Girinata menutupi wajahnya dengan lengan atasnya dikarenakan gelombang energi yang membenturnya. Dengung teriakan magis Chandranaya seperti membangunkan kembali semangat para mahluk gaib yang tadi sempat ciut karena kekuatan mengerikan keris Mpu Gandring yang bersinar kebiruan.
Kedatangan sang kuntilanak merah melayang dan merentangkan kedua tangannya lebar kesamping itu laksana bongkahan batu besar yang jatuh memecah arus sungai.
Marni terbangun. Sepasang matanya mencoba membantu kesadarannya untuk kembali. Sepersekian detik kemudian ia sadar akan keadaanya dan segera menutup kembali tubuhnya yang tersingkap kemudian menoleh ke arah sang suami yang berdiri menutupi wajahnya. "Mana Wardhani? Kuntilanak merah ini terlalu lancang!" ujar Girinata ke arahnya.
"Kau mau melindungi tuanmu itu, sundal? Kau sudah menjadi budak Wardhani, anak perempuanku. Jadi jangan coba-coba bertingkah!" ujar Girinata kini memalingkan wajah melihat langsung ke arah sang kuntilanak merah. Ia memarahi arwah gentayangan itu bagai membentak seorang anak kecil saja. Tapi memang Girinata cukup kesal. Soemantri Soekrasana mengganggu langkah-langkah rencanya yang tinggal seujung kuku saja. Kedatangan sang dukun tadi membuat wewe gombel menghalangi tindakannya untuk membunuh anak kandung Pak Guru Johan sebagai bagian dari tumbal paripurna ilmunya.
Tadi, memang keris pusaka Mpu Gandring yang dibawa dukun muda itu terbukti mampu menakuti bahkan melukai para mahluk astral dan adikodrati yang jumlahnya banyak berkumpul di tempat ini, terutama sang istri ketika dalam bentuk sundel bolong. Tapi dengan tertusuknya Soemantri Soekrasana dengan kerisnya itu sendiri, harusnya para arwah tak memiliki desakan apapun untuk lancang dan berani terhadap dirinya.

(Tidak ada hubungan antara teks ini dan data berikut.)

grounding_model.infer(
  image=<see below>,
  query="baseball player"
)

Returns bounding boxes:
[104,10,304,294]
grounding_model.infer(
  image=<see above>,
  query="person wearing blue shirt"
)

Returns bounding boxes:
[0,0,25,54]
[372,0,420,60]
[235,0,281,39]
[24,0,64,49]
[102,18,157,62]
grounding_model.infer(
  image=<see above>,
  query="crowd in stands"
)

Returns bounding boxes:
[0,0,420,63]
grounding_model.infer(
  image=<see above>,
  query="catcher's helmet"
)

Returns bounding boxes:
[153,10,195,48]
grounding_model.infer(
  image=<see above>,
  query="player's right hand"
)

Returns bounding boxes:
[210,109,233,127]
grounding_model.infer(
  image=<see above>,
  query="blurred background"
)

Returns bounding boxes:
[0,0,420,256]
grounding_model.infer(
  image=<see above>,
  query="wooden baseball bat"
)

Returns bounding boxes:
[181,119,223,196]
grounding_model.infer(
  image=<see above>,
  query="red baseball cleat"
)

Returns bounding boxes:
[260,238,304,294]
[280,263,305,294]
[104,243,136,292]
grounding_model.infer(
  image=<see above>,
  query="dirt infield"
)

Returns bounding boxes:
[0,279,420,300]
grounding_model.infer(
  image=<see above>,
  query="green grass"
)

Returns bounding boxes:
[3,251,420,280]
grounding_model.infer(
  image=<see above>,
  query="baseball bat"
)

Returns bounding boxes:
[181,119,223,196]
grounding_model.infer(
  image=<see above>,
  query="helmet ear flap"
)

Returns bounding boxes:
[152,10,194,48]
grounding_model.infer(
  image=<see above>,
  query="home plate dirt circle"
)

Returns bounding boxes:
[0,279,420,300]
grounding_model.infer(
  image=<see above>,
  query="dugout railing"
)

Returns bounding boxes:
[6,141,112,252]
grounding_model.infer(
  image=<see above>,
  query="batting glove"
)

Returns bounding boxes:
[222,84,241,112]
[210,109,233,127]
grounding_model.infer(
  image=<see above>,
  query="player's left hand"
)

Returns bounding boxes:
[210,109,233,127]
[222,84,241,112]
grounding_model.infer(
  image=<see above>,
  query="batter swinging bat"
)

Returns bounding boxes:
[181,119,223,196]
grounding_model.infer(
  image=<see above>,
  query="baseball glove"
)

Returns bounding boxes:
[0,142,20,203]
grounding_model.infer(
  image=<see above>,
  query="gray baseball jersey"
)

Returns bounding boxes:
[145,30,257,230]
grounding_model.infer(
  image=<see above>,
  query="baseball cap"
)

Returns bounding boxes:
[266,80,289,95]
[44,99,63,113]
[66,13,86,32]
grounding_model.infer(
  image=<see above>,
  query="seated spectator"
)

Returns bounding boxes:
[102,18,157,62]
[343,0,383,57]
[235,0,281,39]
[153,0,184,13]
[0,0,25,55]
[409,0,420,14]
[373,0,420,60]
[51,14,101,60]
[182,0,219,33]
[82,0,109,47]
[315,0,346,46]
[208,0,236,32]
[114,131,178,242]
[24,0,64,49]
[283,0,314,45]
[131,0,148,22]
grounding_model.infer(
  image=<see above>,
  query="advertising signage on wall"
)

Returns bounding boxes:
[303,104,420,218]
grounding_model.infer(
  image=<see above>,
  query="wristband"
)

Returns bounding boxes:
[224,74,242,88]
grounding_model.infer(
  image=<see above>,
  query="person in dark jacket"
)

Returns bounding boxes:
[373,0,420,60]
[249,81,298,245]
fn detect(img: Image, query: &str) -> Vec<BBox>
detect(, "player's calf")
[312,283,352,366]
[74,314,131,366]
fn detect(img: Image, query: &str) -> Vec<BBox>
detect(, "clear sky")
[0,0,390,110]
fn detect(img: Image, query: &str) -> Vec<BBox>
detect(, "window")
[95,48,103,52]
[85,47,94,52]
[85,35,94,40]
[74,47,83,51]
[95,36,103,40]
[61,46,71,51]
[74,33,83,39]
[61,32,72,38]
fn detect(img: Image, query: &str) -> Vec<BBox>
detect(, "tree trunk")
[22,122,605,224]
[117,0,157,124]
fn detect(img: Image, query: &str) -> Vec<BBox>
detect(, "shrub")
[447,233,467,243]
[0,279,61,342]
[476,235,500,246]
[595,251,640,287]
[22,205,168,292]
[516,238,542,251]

"Ia adalah arwah, Pak," ujar Marni pelan dan dingin. "Ia dan mahluk-mahluk lain tak berpikir seperti manusia," lanjutnya, masih dingin.

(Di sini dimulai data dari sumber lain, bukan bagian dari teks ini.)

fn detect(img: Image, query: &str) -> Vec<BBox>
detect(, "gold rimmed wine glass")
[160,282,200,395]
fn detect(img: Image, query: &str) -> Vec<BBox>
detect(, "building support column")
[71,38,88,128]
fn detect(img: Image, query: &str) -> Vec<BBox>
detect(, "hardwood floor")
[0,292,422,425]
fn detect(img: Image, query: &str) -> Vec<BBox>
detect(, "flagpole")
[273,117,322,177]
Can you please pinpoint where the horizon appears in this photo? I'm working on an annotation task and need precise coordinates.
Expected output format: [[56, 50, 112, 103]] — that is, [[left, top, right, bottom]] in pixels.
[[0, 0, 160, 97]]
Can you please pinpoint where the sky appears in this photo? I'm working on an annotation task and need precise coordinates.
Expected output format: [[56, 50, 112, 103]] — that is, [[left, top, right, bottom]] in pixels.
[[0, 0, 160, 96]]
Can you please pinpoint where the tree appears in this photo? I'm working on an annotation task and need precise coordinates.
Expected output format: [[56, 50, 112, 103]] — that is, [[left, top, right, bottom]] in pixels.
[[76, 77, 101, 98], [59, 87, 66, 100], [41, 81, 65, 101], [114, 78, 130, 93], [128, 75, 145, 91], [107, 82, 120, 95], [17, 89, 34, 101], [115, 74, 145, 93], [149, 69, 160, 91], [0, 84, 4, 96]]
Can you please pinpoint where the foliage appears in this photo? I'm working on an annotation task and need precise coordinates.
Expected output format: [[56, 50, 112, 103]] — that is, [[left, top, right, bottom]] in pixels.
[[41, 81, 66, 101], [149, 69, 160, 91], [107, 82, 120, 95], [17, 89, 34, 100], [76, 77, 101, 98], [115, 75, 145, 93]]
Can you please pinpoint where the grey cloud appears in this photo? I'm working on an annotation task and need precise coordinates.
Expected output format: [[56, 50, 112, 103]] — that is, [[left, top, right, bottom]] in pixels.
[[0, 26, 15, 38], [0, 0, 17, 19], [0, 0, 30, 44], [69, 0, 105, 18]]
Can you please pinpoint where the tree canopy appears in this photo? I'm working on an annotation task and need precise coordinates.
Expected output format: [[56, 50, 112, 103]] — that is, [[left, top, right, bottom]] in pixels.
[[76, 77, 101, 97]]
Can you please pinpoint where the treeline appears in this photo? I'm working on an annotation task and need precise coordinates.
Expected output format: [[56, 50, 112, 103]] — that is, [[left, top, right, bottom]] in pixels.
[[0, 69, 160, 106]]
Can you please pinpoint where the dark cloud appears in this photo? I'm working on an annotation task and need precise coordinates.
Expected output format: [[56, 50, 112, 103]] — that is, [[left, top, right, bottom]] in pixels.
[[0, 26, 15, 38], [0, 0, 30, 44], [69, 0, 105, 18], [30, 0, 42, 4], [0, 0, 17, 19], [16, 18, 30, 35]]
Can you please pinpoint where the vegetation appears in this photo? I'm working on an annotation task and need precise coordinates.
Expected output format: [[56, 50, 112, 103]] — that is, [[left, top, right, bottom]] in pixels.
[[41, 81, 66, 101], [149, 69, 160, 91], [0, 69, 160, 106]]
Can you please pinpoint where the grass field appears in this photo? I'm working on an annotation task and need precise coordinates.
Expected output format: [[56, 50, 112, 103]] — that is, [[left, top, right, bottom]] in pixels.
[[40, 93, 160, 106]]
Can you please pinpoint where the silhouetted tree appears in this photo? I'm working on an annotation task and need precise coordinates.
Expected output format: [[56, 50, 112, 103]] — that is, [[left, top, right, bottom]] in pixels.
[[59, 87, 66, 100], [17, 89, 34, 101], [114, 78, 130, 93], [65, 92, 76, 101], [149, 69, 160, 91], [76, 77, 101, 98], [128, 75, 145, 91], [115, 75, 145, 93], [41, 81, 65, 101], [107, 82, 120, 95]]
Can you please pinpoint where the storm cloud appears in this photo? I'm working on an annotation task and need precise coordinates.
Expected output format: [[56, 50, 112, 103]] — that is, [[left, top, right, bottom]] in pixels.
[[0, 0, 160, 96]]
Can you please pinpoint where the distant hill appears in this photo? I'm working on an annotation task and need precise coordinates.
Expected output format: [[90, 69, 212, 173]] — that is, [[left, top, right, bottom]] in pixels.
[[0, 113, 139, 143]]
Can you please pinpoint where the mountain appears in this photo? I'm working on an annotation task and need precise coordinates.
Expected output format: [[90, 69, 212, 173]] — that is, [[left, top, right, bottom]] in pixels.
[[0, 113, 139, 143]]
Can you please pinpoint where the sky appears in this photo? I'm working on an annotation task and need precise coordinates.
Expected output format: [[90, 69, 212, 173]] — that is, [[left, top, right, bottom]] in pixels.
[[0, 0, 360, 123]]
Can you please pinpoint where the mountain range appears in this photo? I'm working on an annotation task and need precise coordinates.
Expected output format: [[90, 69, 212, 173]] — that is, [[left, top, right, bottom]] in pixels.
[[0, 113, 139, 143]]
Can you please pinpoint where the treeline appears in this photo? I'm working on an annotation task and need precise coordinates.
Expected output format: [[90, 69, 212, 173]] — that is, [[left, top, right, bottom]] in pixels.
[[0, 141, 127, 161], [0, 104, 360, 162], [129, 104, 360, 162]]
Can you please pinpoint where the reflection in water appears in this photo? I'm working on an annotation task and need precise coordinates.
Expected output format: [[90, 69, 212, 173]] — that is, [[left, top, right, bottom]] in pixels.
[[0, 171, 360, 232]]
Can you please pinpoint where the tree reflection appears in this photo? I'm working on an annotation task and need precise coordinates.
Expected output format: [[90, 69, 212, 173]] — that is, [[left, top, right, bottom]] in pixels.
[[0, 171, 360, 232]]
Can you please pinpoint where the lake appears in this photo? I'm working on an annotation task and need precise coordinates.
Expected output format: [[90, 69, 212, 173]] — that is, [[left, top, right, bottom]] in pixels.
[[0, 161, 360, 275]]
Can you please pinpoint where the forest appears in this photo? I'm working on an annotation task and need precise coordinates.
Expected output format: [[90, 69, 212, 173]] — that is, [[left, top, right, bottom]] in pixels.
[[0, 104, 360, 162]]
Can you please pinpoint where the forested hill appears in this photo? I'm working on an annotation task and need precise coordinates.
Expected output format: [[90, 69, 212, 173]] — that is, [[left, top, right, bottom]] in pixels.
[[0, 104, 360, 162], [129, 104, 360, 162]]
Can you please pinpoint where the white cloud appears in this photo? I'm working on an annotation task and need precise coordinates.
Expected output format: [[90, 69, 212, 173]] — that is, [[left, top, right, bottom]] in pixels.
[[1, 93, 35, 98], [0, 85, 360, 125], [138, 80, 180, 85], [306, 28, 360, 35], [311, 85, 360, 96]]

Girinata berpaling ke arah sang istri dan memandangnya tajam. "Kau marah dan kesal denganku, bune, karena aku mengubahmu kembali menjadi sundel bolong, arwah seperti mereka?" tak ada jawaban keluar dari mulut sang istri.
"Kau bisa hidup sebagai manusia dan menikmati semua ini, itu karena aku. Aku ... bune! Jangan lupa siapa dirimu sebenarnya!" tegas Girinata.
Marni menundukkan kepala tepat ketika Chandranaya sang kuntilanak merah berhenti melepaskan energinya.
Di belakangnya, Soemantri Soekrasana perlahan berdiri.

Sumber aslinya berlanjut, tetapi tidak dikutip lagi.